La cinéaste avait aussi réagi aux
révélations d'Adèle Haenel, fin 2019. "
Ce qui m'a beaucoup frappée c'est l'omerta. Adèle Haenel est la première à parler et je ne comprends pas pourquoi les hommes ne s'emparent pas de cette parole", déclarait-elle sur France Inter. "
Vous vous rendez compte de la force qu'aurait un collectif ou une tribune d'hommes qui disent 'nous, on n'est pas des tripoteurs, on n'est pas des violeurs.'"
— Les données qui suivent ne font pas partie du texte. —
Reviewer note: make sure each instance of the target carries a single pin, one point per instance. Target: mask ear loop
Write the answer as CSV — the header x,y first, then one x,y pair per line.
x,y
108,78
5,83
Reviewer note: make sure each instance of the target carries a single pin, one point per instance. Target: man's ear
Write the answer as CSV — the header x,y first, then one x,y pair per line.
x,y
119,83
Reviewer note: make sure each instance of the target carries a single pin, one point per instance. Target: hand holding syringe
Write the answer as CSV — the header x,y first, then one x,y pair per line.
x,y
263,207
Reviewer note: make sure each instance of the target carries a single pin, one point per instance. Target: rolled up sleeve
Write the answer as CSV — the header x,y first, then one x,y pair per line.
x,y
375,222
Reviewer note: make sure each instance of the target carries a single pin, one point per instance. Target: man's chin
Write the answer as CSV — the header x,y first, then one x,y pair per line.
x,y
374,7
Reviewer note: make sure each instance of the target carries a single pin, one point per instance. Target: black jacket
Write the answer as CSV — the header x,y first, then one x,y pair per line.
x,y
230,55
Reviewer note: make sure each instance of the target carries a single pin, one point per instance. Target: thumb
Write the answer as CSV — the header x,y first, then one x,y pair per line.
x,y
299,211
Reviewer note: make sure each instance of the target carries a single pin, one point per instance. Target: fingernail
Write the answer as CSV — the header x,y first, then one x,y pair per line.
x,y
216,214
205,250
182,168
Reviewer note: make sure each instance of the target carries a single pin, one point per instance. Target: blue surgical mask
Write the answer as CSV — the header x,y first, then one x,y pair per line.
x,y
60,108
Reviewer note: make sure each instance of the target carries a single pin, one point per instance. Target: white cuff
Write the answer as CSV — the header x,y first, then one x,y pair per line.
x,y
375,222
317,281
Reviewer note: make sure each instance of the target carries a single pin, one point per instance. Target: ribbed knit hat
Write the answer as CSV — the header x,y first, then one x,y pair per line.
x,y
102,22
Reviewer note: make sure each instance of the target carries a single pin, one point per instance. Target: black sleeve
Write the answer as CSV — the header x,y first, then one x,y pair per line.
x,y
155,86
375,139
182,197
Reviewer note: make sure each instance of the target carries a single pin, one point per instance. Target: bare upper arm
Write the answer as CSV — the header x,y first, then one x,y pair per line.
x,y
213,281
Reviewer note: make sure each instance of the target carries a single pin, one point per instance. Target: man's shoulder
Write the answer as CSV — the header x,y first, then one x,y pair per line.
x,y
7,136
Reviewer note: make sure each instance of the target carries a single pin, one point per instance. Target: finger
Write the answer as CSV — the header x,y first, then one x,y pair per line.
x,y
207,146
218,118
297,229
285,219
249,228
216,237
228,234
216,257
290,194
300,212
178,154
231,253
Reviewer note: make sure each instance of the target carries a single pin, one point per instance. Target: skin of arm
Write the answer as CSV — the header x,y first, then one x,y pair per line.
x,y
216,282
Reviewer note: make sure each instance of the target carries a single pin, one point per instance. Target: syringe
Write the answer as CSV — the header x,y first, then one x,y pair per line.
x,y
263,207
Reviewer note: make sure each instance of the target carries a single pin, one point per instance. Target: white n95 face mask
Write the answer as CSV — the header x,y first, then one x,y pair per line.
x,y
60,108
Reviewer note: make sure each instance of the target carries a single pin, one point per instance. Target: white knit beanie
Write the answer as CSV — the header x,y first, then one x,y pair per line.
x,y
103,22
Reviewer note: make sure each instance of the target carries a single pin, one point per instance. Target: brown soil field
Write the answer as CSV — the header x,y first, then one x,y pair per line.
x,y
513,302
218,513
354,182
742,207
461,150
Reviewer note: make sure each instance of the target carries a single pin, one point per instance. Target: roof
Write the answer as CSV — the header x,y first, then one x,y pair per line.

Cinéaste engagée pour les femmes
En 2018, la cinéaste rejoint le mouvement de lutte contre les violences faites aux femmes,
la Fondation des femmes. Pour marquer son engagement au sein de la campagne #MaintenantOnagit, elle arbore symboliquement, un ruban blanc lors de la cérémonie des César.
Jointe par Terriennes, Anne-Cécile Mailfert, présidente de la Fondation des femmes lui rend hommage
: "Elle a été la première à nous suivre, un immense soutien pour nous, c'était une personne très attachante. Perdre une femme grande artiste, qui avait cette générosité en elle. Moi je ne l'ai connue que féministe ! Elle a immédiatement soutenu la Fondation des femmes et la campagne #Maintenant, on agit. Il n'y avait pas d'ambiguité. En tout cas, j'ai senti chez elle une vraie volonté d'être utile, comment on agit dans cette ère post-Metoo. La première rencontre a eu lieu avec Julie Gayet. Elle a mis son réseau à notre service pour collecter des fonds et payer des services juridiques pour aider toutes ces femmes. Extrêmement disponible, elle a mis son image et sa notoriété au service des femmes. Dès qu'elle le pouvait, elle était là. Je lui dois beaucoup." Tonie Marshall a signé une quinzaine de films pour le cinéma, ainsi que des téléfilms et mis en scène plusieurs pièces de théatre.
Comme un message adressé aux jeunes filles qui avaient vu son dernier film, elle confiait :
"si on en sort en se disant 'ça m'a donné envie', c'est le bonheur absolu".